Selain mengakui keunggulan lawan, Munster juga jujur menilai performa anak asuhnya belum berada di level terbaik. Menurutnya, untuk bisa mencuri poin di kandang Persib dengan dukungan penuh Bobotoh, setiap pemain harus tampil pada performa maksimal.

“Sayangnya malam ini, ada beberapa pemain yang performanya tidak cukup baik untuk mendapatkan hasil di sini,” ujar Munster. “Semua orang harus tampil dengan kualitas terbaik, terutama saat menghadapi tim seperti Persib.”

Kekalahan ini menjadi catatan evaluasi penting bagi Bhayangkara FC yang dalam beberapa pekan terakhir masih berupaya menjaga konsistensi di papan tengah klasemen. Munster menegaskan bahwa timnya harus segera belajar dari laga ini agar tidak kehilangan momentum di sisa musim.

Atmosfer GBLA dan Tekanan Bobotoh

Faktor atmosfer stadion juga tak bisa diabaikan. Stadion GBLA yang dipadati Bobotoh menciptakan tekanan tersendiri bagi tim tamu. Sorakan dan dukungan tanpa henti dari suporter Persib membuat intensitas laga semakin tinggi, terutama ketika tuan rumah mulai mendominasi permainan.

Bhayangkara FC beberapa kali mencoba keluar dari tekanan, namun rapatnya pertahanan Persib dan kecepatan transisi tuan rumah membuat ruang gerak mereka semakin sempit.

Optimisme Tetap Dijaga Bhayangkara FC

Meski kecewa dengan hasil akhir, kiper Bhayangkara FC, Aqil Savik, menegaskan bahwa timnya tidak akan larut dalam kekecewaan. Ia mengakui laga melawan Persib berjalan sangat sulit, tetapi percaya The Guardian mampu bangkit di pertandingan berikutnya.

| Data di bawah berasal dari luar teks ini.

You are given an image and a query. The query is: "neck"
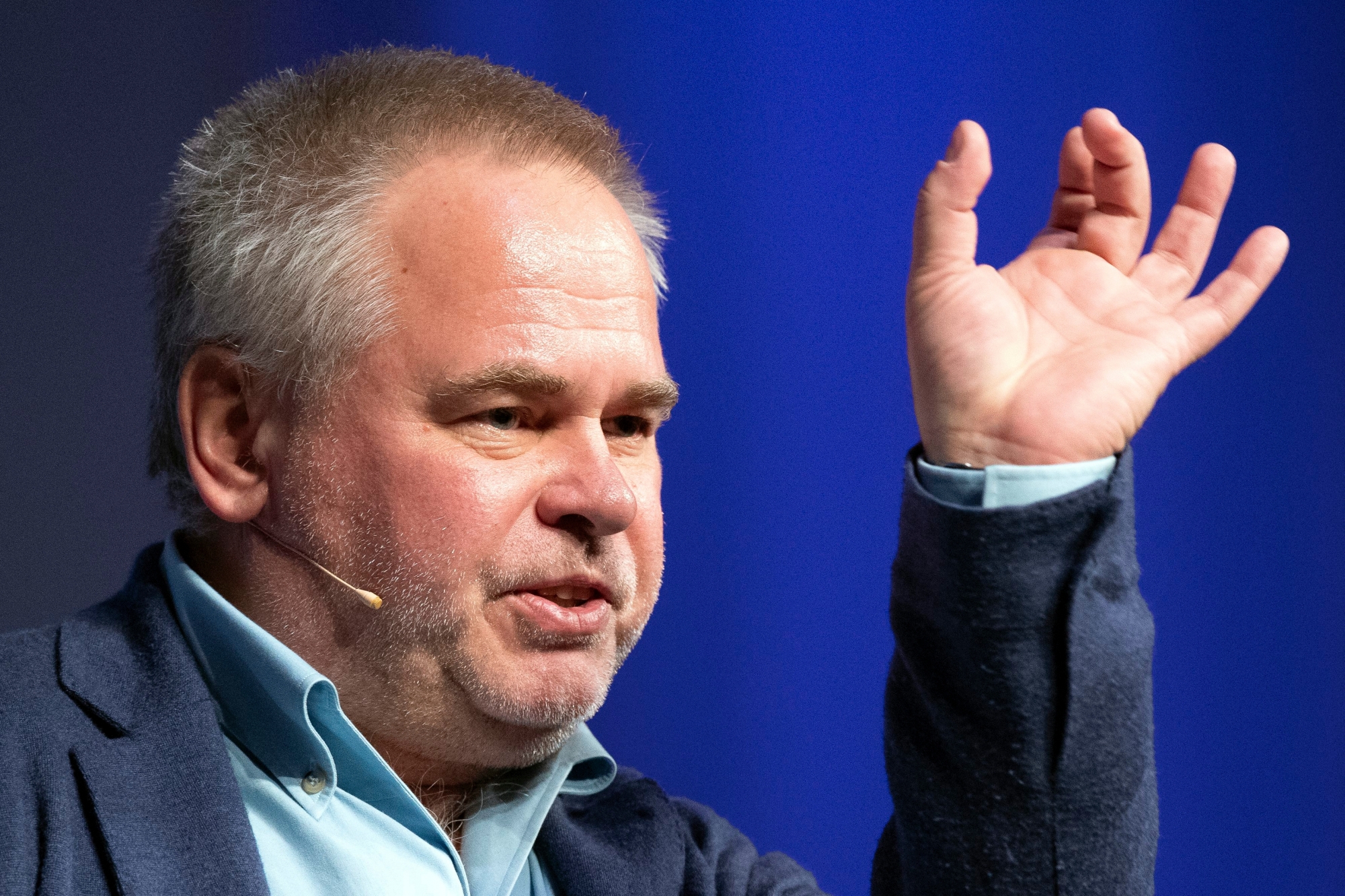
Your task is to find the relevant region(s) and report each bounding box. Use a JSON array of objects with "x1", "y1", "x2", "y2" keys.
[{"x1": 179, "y1": 525, "x2": 498, "y2": 785}]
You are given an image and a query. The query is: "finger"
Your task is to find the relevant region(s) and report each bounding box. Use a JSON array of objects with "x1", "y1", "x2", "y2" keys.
[
  {"x1": 1028, "y1": 126, "x2": 1096, "y2": 249},
  {"x1": 1173, "y1": 227, "x2": 1289, "y2": 367},
  {"x1": 1046, "y1": 126, "x2": 1098, "y2": 230},
  {"x1": 1135, "y1": 142, "x2": 1237, "y2": 305},
  {"x1": 911, "y1": 121, "x2": 990, "y2": 277},
  {"x1": 1079, "y1": 109, "x2": 1150, "y2": 274}
]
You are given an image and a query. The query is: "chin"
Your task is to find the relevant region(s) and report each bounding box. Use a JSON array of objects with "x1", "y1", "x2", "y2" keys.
[{"x1": 456, "y1": 655, "x2": 616, "y2": 767}]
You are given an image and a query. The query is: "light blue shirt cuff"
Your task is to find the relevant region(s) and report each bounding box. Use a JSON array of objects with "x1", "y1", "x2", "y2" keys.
[{"x1": 916, "y1": 456, "x2": 1116, "y2": 507}]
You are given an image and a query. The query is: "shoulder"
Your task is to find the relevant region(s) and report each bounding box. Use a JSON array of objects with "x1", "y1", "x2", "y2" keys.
[
  {"x1": 0, "y1": 546, "x2": 180, "y2": 747},
  {"x1": 539, "y1": 768, "x2": 819, "y2": 896}
]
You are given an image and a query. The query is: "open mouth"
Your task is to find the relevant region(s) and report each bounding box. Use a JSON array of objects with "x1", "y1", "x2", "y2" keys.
[
  {"x1": 503, "y1": 583, "x2": 613, "y2": 638},
  {"x1": 529, "y1": 585, "x2": 603, "y2": 610}
]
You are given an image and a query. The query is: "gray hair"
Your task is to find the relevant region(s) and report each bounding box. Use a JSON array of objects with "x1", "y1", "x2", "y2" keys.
[{"x1": 149, "y1": 47, "x2": 667, "y2": 525}]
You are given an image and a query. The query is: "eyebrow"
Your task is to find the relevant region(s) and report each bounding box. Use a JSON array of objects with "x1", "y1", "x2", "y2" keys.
[
  {"x1": 433, "y1": 362, "x2": 570, "y2": 398},
  {"x1": 430, "y1": 362, "x2": 679, "y2": 419}
]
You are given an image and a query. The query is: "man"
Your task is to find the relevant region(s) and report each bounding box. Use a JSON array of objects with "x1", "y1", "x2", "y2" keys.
[{"x1": 0, "y1": 48, "x2": 1287, "y2": 896}]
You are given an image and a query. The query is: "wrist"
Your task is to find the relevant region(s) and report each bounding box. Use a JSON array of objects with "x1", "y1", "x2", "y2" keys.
[{"x1": 920, "y1": 432, "x2": 1115, "y2": 470}]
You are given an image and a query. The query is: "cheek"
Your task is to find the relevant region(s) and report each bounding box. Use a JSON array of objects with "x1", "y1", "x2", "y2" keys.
[{"x1": 386, "y1": 452, "x2": 537, "y2": 543}]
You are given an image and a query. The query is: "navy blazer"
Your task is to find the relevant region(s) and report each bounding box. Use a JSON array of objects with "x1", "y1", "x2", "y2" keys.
[{"x1": 0, "y1": 452, "x2": 1158, "y2": 896}]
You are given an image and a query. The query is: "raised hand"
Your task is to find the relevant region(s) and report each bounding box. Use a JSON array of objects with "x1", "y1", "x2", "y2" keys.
[{"x1": 907, "y1": 109, "x2": 1289, "y2": 467}]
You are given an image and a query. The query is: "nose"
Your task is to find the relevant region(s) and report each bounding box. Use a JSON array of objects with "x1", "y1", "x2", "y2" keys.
[{"x1": 537, "y1": 430, "x2": 636, "y2": 538}]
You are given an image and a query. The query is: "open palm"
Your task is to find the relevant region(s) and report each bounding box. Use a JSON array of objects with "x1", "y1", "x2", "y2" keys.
[{"x1": 907, "y1": 109, "x2": 1289, "y2": 467}]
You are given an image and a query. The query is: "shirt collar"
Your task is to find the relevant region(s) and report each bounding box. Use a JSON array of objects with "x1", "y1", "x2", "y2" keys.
[{"x1": 160, "y1": 536, "x2": 616, "y2": 823}]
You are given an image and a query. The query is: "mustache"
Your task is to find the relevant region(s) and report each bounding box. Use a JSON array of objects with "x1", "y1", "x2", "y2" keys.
[{"x1": 479, "y1": 553, "x2": 638, "y2": 610}]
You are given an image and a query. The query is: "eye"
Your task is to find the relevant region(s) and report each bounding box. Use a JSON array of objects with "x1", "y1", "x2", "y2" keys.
[
  {"x1": 482, "y1": 407, "x2": 521, "y2": 429},
  {"x1": 603, "y1": 414, "x2": 648, "y2": 438}
]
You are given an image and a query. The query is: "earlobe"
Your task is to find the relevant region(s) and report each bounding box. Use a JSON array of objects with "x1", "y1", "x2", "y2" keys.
[{"x1": 178, "y1": 345, "x2": 276, "y2": 522}]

“Pertandingan yang cukup sulit. Tapi saya yakin tim kami akan bangkit lagi dan fokus menatap laga selanjutnya,” ujar Aqil.

Ia juga menyoroti kerja keras seluruh tim sepanjang pertandingan, meski hasil akhirnya belum sesuai harapan. Menurutnya, semangat dan mentalitas tim tetap menjadi modal penting untuk menghadapi laga-laga ke depan.

“Tentu ini bukan hasil yang saya harapkan karena kami tidak mendapatkan poin. Namun, saya tetap bersyukur karena tim sudah bekerja keras. Ini jadi momen untuk evaluasi dan menatap ke depan,” tegasnya.

Persib Makin Percaya Diri, Bhayangkara FC Fokus Evaluasi

Bagi Persib Bandung, kemenangan ini semakin menegaskan status mereka sebagai salah satu kandidat kuat di papan atas BRI Super League musim ini. Konsistensi permainan dan kedalaman skuad menjadi modal utama Maung Bandung dalam menjaga persaingan gelar tetap terbuka hingga akhir musim.

Sementara itu, Bhayangkara FC dihadapkan pada pekerjaan rumah untuk memperbaiki performa, terutama saat menghadapi tim-tim besar. Dengan kompetisi yang masih panjang, The Guardian masih memiliki kesempatan untuk kembali naik ke papan atas—asal mampu belajar dari kekalahan di GBLA dan tampil lebih solid di laga-laga berikutnya.